Dice Noel que cuando él le metió los dedos, tenía una tronadera... Un hueco grandísimo por ahí para allá. Noel se levanta, saca un cuchillo, pero que le cierran la puerta, la reja la cierran por fuera, y no se podía abrir, entonces llegan los guardias y se lo llevaron, pero ya Fredy iba muerto. Después los pusieron a los dos como enemigos: a Chaviano y a Barceló, pero Chaviano cogió y le dijo:

―Yo no tengo nada en contra de ti ni nada de eso.

Y Noel le dijo:

―Ni yo tampoco.

El problema fue que Chaviano se dejó convencer por los habaneros, porque los habaneros tienen una mente de madre, te enredan hablando nada más."

(Testimonio de Lauri, la esposa).

Ya yo estaba con problemas psiquiátricos y esas cosas otra vez, porque no veía que se acabara de resolver lo de mi libertad. Después que mataron a Fredy, fue que me llevaron a una reunión y me dijeron:

―Mira, vamos a quitarte el correccional, porque...

Cuando oí aquello, me entró una cosa así en la cabeza... ¡Me arrebaté! Ya yo estaba con mi mujer y quería salir de la prisión.

―¿Ustedes van a quitar el correccional? Está bien. Si ustedes van a quitar el correccional yo me voy para la calle extrapenal, porque vas a ver lo que me voy a hacer.

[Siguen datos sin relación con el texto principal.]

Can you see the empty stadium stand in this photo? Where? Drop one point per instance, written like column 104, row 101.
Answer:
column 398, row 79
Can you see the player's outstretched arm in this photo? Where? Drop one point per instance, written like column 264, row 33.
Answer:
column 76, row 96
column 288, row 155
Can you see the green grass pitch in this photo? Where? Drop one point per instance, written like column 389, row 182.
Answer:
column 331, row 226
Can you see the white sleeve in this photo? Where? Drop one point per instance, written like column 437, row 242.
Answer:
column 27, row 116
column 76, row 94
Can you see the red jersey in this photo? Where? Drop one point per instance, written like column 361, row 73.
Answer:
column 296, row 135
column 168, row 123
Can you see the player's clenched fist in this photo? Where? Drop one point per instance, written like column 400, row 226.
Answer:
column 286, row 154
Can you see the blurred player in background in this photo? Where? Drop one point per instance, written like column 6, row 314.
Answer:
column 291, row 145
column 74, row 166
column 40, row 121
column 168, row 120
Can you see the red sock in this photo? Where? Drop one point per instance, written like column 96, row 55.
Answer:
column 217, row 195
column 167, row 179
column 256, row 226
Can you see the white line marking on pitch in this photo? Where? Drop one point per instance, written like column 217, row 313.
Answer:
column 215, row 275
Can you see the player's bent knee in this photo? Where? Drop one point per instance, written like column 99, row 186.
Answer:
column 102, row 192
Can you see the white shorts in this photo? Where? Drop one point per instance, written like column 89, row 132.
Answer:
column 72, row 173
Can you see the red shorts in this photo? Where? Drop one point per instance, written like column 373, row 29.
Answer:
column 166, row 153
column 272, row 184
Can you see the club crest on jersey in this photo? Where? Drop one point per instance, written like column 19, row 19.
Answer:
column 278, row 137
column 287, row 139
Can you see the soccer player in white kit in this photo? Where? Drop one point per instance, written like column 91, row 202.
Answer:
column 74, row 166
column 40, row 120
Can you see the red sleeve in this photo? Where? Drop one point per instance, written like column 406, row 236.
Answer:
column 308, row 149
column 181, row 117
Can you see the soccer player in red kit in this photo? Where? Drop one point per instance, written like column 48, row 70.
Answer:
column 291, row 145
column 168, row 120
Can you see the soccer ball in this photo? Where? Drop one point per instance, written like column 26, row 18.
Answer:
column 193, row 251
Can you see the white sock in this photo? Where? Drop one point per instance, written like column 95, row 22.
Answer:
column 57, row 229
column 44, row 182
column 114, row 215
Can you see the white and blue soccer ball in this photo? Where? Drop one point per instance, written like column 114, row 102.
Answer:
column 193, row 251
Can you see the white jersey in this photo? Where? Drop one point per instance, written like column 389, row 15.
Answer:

Entonces, me dijo el jefe:

―Yo sé que tú eres capaz de hacer cualquier barbaridad.

Eso fue delante de mi mamá.

Entonces inmediatamente cogí agua y cogí tierra y los eché en un jarro, lo batí bien batido, escondido, y me la tomé. Como a las tres horas tuve una diarrea y vómito. Me tuvieron que mandar para el hospital. Yo estaba puesto para lo mío, y si hacía en la prisión lo que tenía pensado, me hubiera desangrado, porque no me iban a sacar para el hospital, y me hubiera muerto allá. Entonces cogí las diarreas y me tuvieron que llevar para el hospital, y el médico me ingresó. Ya allí, empecé con mi plan.

Los guardias estaban conversando con dos muchachas en el pasillo y, contraviniendo el reglamento, cuando el empleado del hospital vino a recoger la basura, le abrieron la puerta de la sala de los reos y uno de ellos no entró a custodiarlo. Barceló aprovechó la oportunidad y fue al baño para esperar que el hombre llegara allí.

―Compadre, necesito que me hagas un favor ―le pidió de manera confidencial.

Acostumbrado a ganarse alguna plata con los cigarros que los presos le encargaban, el trabajador se detuvo y atendió a lo que Barceló le pedía.

Durante varios días, escondiéndolo dentro del recipiente del carrito de la basura, el mozo de limpieza estuvo trayendo el encargo de Barceló, hasta que se presentó la oportunidad para la entrega.

―Toma ―dijo entregándole un envoltorio de periódicos―, y acuérdate que yo no tuve nada que ver con esto.

Rápidamente, Barceló afirmó con la cabeza, mientras que se metía el paquete por una de las patas del pantalón del pijama. Con la mano lisiada se lo sostuvo en la cintura, para con la otra, entregarle un jean nevado.

―¿Y la sortija?

―Está dentro de uno de los bolsillos del pantalón.

El mozo de la limpieza comprobó lo que Barceló le decía y debajo de las bolsas de naylon, llenas de desperdicios e inmundicias hospitalarias, escondió las pertenencias adquiridas por aquel trueque.

 







[1] Ey Henry y otros: Tratado de psiquiatría, Ed. Toray-Masson, S.A., Barcelona, 1978.